Is American Apparel Using 70s Style Feminism For Good PR?
American Apparel caused a stir last week with their Valentines’ Day themed storefront in Manhattan: mannequins in gauzy white underwear showcased full grown pubic hair, which could be seen peeking out of the sides of the pants.
"American Apparel is a company that celebrates natural beauty, and the Lower East Side Valentine's Day window continues that celebration," American Apparel said in a statement to Elle.com. "We created it to invite passerbys to explore the idea of what is 'sexy' and consider their comfort with the natural female form. This is the same idea behind our advertisements which avoid many of the photoshopped and airbrushed standards of the fashion industry.

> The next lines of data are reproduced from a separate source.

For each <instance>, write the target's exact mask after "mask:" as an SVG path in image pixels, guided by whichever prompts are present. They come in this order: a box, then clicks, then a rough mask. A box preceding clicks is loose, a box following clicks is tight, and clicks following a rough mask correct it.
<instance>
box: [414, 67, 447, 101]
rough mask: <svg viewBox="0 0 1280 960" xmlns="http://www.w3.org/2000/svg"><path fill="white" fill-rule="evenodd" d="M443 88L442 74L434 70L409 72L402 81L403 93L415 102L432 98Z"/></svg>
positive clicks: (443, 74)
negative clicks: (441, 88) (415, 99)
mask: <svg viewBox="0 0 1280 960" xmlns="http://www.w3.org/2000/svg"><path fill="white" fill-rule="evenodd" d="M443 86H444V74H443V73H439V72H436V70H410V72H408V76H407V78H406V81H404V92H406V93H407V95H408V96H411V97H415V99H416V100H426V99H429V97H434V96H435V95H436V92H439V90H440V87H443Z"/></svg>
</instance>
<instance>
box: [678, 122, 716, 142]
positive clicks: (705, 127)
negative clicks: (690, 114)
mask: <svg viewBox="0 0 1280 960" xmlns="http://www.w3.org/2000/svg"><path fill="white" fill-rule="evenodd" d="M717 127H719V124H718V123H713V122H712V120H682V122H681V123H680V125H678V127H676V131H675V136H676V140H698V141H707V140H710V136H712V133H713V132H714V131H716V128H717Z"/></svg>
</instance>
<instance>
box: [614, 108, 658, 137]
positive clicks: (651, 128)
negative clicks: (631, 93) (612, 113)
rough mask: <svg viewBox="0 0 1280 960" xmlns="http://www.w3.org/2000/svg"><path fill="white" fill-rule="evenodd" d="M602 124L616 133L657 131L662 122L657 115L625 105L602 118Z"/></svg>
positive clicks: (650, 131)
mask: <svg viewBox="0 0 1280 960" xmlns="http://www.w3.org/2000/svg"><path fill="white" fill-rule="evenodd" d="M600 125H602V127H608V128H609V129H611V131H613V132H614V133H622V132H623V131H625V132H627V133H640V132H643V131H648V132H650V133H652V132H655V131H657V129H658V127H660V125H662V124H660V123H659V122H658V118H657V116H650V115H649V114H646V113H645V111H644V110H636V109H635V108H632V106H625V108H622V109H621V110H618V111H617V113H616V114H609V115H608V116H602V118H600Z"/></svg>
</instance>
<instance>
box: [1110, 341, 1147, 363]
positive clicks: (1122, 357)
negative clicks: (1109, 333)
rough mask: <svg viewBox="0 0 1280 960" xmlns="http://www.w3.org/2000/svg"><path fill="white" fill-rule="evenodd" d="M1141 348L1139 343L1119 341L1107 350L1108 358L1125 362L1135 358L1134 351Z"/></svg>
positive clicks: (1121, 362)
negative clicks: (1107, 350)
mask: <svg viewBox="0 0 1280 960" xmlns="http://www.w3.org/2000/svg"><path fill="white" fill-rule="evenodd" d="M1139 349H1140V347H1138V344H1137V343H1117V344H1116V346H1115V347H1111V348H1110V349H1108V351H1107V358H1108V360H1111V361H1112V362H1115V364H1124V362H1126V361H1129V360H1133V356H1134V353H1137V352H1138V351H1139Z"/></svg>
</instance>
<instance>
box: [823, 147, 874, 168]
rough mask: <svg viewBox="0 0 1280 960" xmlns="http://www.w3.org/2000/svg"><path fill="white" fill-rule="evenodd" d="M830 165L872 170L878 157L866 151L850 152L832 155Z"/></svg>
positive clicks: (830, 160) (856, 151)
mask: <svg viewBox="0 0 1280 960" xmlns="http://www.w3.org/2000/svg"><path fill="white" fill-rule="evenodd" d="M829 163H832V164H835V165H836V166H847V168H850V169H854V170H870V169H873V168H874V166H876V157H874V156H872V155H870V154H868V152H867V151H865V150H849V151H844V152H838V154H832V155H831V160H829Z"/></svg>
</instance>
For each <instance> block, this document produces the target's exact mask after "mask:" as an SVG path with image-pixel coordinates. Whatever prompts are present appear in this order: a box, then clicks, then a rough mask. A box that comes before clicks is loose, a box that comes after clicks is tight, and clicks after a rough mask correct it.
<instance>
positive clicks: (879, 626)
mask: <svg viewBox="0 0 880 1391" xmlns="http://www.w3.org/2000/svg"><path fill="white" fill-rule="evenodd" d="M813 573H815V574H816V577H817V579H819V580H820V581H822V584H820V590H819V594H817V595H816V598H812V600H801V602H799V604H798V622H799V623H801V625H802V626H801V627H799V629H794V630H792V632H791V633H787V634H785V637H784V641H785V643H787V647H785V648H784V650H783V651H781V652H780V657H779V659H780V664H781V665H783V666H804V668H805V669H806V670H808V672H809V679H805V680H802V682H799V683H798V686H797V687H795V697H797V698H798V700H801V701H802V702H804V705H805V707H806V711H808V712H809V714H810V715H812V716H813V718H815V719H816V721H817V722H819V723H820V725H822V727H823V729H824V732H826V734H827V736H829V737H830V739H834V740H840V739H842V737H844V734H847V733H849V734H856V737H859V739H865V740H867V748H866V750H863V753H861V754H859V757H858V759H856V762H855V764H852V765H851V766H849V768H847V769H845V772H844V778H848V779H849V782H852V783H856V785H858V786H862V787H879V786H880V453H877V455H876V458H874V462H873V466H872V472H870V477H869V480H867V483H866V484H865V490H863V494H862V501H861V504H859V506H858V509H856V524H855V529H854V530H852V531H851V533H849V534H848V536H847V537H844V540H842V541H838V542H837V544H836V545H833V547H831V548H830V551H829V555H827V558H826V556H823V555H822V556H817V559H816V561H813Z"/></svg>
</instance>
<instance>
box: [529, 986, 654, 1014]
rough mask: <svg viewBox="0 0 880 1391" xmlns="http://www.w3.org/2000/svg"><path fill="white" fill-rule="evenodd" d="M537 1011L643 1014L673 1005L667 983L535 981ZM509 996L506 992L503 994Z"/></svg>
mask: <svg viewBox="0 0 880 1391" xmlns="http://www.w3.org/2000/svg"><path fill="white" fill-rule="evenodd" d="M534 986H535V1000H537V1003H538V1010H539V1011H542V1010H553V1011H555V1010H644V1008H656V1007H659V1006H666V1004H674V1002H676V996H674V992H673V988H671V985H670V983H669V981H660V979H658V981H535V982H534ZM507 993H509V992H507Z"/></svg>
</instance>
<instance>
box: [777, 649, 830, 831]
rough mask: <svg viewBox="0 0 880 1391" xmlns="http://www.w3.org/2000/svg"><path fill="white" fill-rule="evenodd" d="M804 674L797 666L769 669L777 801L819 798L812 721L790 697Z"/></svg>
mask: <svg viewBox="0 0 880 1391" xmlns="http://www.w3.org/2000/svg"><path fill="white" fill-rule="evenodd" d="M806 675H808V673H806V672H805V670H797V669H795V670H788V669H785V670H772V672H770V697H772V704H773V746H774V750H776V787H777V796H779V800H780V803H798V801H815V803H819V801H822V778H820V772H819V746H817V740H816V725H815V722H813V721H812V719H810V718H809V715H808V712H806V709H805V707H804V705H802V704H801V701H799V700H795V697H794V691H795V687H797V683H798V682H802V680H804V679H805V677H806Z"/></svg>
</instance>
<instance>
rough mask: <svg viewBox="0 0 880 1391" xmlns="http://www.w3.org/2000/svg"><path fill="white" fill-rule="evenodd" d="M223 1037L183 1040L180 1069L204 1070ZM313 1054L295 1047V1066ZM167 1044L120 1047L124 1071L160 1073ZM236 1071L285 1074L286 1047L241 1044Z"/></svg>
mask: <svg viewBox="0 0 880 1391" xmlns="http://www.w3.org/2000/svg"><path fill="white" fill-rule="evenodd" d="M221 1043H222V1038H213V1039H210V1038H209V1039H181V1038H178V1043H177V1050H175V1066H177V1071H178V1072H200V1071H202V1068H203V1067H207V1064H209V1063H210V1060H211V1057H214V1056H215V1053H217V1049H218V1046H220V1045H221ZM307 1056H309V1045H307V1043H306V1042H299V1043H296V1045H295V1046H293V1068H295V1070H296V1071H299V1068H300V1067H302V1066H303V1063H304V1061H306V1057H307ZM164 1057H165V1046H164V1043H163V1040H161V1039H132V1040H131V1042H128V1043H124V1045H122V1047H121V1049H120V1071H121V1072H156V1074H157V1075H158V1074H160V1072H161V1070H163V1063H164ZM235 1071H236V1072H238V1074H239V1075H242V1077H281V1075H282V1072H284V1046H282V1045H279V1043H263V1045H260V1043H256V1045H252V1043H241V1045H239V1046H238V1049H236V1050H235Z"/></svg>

So far we have received positive feedback from those that have commented and we're looking forward to hearing more points of view."
The cynics amongst you might suspect American Apparel’s newfound love for feminism might have more to do with good PR than pushing a woman’s right to not wax her lady-hair should she be that way inclined. While American Apparel is big on workers’ rights, it’s had a pretty troubled history when it comes to women’s rights…
Let’s take a stroll down memory lane.
- They say a picture's worth a thousand words. Ads like this leave women everywhere speechless:
- By 2012, 5 American Apparel employees have filed lawsuits accusing CEO Dov Charney of sexual harassment. While none were successful, reporter Claudine Ko had written an article 7 years previously that recorded Dov Charney's habit of masturbating in front of female employees - a claim that Dov has never challenged.
Over to you, gang - do you think American Apparel is turning over a new leaf? Or are merkins on mannequins just the predictable next step for a company that markets hyper-sexualisation as right-on feminism?